Recapitulating the steps to be taken in preparing expertise research using qualitative methods (see Table 2) clearly shows how important it is that the study design is guided by the research questions and by the strengths and weaknesses of the methods employed. Understanding the ways in which various methods affect cognitive task processing in data collection helps to establish what interview or verbal protocol method to use. In designing verbal protocol studies, the next critical step is to choose task characteristics and requirements in a manner that can reveal expert behaviour under conditions reflecting or manipulating the essence of the task. This step is closely tied to the development of a coding scheme in which it is anticipated how each variable of interest can be measured in the verbal protocols. The final step of communicating the study to participants must comply with general research guidelines, as described in the outline of the interview guide (see Table 3). In the following sections, the five verbal protocol methods of thinking aloud, dialogues or group discussions, free recall, explanation, and retrospective reports will be discussed. Drawing from research on medical and visual expertise, examples will be provided of specific aspects of the design and analysis of each method.

5.1 Think-aloud protocols

The think-aloud method has been frequently used to investigate the knowledge and processes in task performance and is well-documented in the literature (Chi, 1997; Ericsson, 2006b; Ericsson & Simon, 1980, 1993; Hassebrock & Prietula, 1992; van Someren, et al., 1994; Shadbolt & Smart, 2015). Participants are asked to say everything that comes to their mind while they engage in a task. The rationale behind this method is that the verbalised thoughts reflect the evolving mental representations in working memory during task performance (see Figure 1). Verbalisation of thoughts does not change the sequence of actions, and usually does not disturb the cognitive processes engaged in, but merely slows down these processes. In some tasks, however, verbal encoding and vocalisation of information interferes with natural task performance. This is because the increased load on working memory makes it difficult to keep up with the flow of information that needs to be attended to, i.e., cognitive processing cannot be slowed down to successfully accomplish the task. Verbalising is easiest when thoughts are already verbally represented, and requires extra cognitive effort in visual and motor tasks. In highly skilled and expert performance, cognitive processes are largely automated and think-aloud protocols will only reveal those thoughts that consciously come to mind. This method, then, shows what knowledge is activated, which parts of cognitive processing are automated, and when deliberate, analytical thinking is involved in specific groups, tasks and problem situations. Natural thinking in cognitive tasks can be easily disturbed by task instructions. It is therefore important that these instructions are formulated in such a way that participants are not tempted to explain or justify what they do to the experimenter. Practicing the think-aloud procedure with participants maximises the chance of obtaining valid data. When verbal materials are presented, these need to be read out loud to facilitate expressions of thoughts during information intake and signal the cues that trigger these thoughts. The data can be systematically analysed and reported in many different ways, depending on the research goals.

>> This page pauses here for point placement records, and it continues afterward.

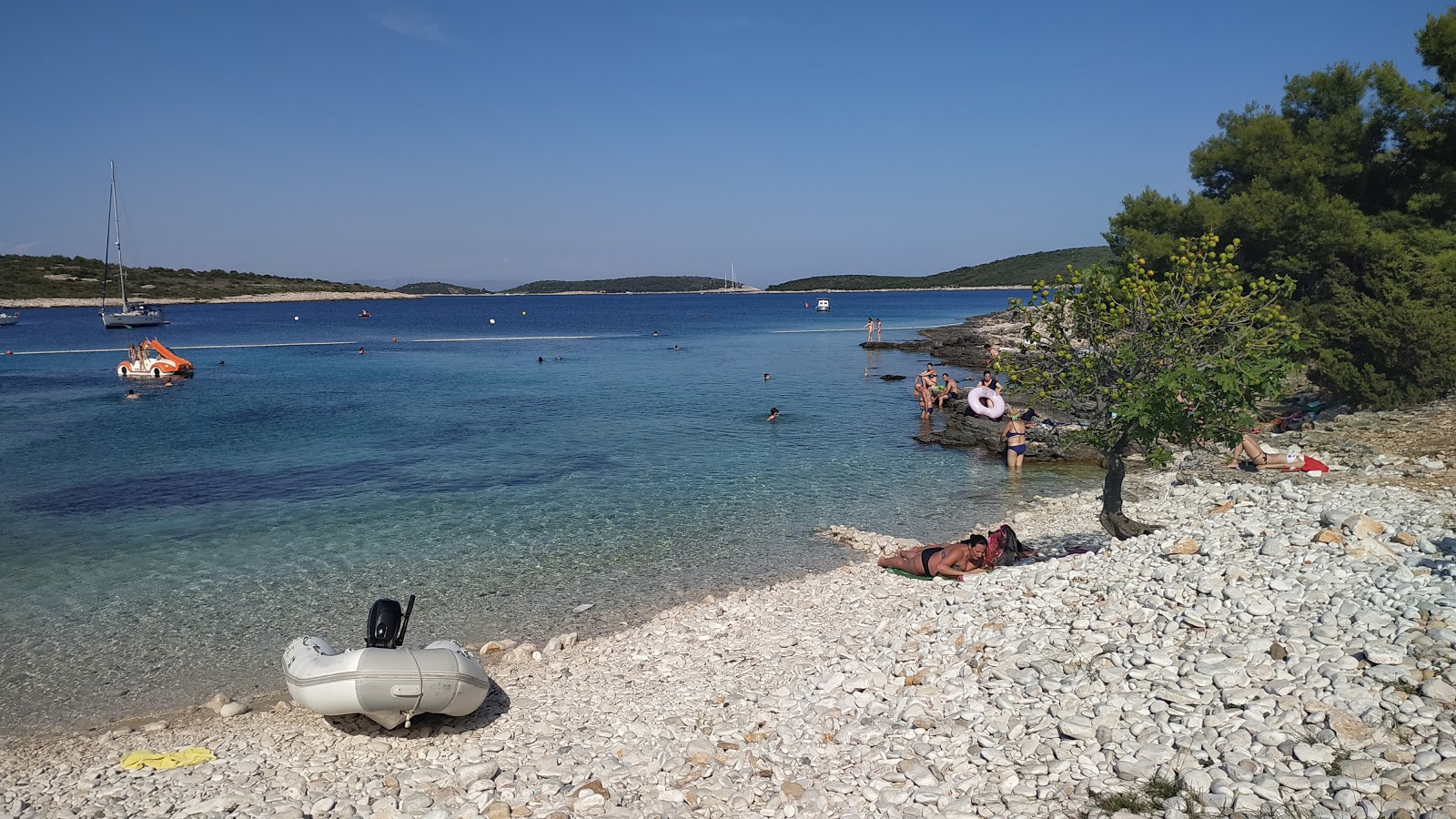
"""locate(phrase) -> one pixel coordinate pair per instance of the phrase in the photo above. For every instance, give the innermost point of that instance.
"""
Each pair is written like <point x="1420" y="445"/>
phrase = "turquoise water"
<point x="160" y="550"/>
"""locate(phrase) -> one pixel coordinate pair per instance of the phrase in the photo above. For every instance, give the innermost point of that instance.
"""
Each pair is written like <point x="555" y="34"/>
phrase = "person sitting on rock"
<point x="1259" y="460"/>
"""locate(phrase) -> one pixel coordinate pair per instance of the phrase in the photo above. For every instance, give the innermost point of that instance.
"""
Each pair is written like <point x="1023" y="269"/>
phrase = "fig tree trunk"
<point x="1111" y="518"/>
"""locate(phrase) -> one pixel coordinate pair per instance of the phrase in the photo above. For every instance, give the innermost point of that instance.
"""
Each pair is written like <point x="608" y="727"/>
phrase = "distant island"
<point x="70" y="280"/>
<point x="80" y="278"/>
<point x="631" y="285"/>
<point x="440" y="288"/>
<point x="1016" y="271"/>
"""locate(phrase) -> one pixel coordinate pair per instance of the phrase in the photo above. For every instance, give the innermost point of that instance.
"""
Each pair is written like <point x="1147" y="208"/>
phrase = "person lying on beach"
<point x="936" y="560"/>
<point x="1259" y="460"/>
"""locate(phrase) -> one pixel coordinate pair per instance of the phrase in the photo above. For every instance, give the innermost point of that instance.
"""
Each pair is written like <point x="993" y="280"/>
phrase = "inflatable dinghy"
<point x="382" y="681"/>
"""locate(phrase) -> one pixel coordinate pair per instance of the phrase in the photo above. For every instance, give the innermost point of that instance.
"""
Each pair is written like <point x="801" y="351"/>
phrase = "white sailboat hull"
<point x="386" y="685"/>
<point x="131" y="319"/>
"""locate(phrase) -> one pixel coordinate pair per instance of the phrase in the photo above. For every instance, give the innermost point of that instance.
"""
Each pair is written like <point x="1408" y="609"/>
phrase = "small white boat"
<point x="382" y="681"/>
<point x="152" y="360"/>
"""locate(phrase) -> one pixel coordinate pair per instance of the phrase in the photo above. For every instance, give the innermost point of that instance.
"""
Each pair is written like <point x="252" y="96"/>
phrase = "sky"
<point x="491" y="143"/>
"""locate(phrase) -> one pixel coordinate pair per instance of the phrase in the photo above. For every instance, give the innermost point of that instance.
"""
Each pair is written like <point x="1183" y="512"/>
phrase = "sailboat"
<point x="131" y="314"/>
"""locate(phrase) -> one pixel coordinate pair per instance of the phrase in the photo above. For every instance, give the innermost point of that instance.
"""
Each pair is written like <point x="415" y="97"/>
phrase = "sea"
<point x="524" y="467"/>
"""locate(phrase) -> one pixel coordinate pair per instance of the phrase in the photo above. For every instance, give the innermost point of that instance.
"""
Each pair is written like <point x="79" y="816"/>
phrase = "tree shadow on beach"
<point x="424" y="726"/>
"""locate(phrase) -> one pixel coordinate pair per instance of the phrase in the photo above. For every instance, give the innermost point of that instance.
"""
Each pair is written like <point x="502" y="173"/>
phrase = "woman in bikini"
<point x="1016" y="435"/>
<point x="1259" y="460"/>
<point x="938" y="560"/>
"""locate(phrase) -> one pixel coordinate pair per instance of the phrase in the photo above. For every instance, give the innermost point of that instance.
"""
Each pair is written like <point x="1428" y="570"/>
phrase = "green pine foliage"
<point x="1152" y="358"/>
<point x="1349" y="188"/>
<point x="1016" y="271"/>
<point x="77" y="278"/>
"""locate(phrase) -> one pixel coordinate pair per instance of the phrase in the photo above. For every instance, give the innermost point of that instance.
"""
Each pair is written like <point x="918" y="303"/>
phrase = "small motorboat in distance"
<point x="152" y="360"/>
<point x="382" y="681"/>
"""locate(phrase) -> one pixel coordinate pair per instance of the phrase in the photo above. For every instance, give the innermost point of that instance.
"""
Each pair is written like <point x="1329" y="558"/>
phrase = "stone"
<point x="497" y="646"/>
<point x="1383" y="653"/>
<point x="1439" y="690"/>
<point x="1365" y="526"/>
<point x="1184" y="547"/>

In medicine, the think-aloud procedure has, for the most part, been applied in diagnostic tasks to reveal the knowledge and reasoning involved. Hassebrock & Prietula (1992) made a detailed analysis of diagnostic reasoning, focusing on knowledge states, conceptual operations, and lines of reasoning to explore different types of diagnosis, the cognitive activities engaged in (e.g., data examination, data explanation, hypothesis evaluation, meta-reasoning), and the links between patient cues, pathophysiological conditions and hypotheses, respectively. The coding scheme they used was very elaborate allowing for precise statements on the knowledge representations and the (causal) lines of reasoning in diagnosing cases of congenital heart disease. These statements could be compared with expert models of reasoning on the topic. It is a good illustration of how cognitive task analysis may guide the interpretation of qualitative data. However, although it is tempting to carry out this type of detailed analysis when data are so rich, it might be more practical to focus on some of the main inferences made, as in a study conducted by Gilhooly, et al. (1997). They asked participants to diagnose eight ECG traces while thinking aloud. A computer program first listed all of the technical terms used by participants and an expert categorised these words into three coding categories. Subsequently, the program counted the number of words indicating trace characteristics, clinical inferences and biomedical inferences. This method enabled the researchers to compare the knowledge used in visual diagnosis between different expertise groups and across ECG traces varying in difficulty, as well as between the think-aloud protocols and explanation protocols that were collected a week later. In this special issue, Helle (2017) discusses the relationship between eye tracking data and verbal data.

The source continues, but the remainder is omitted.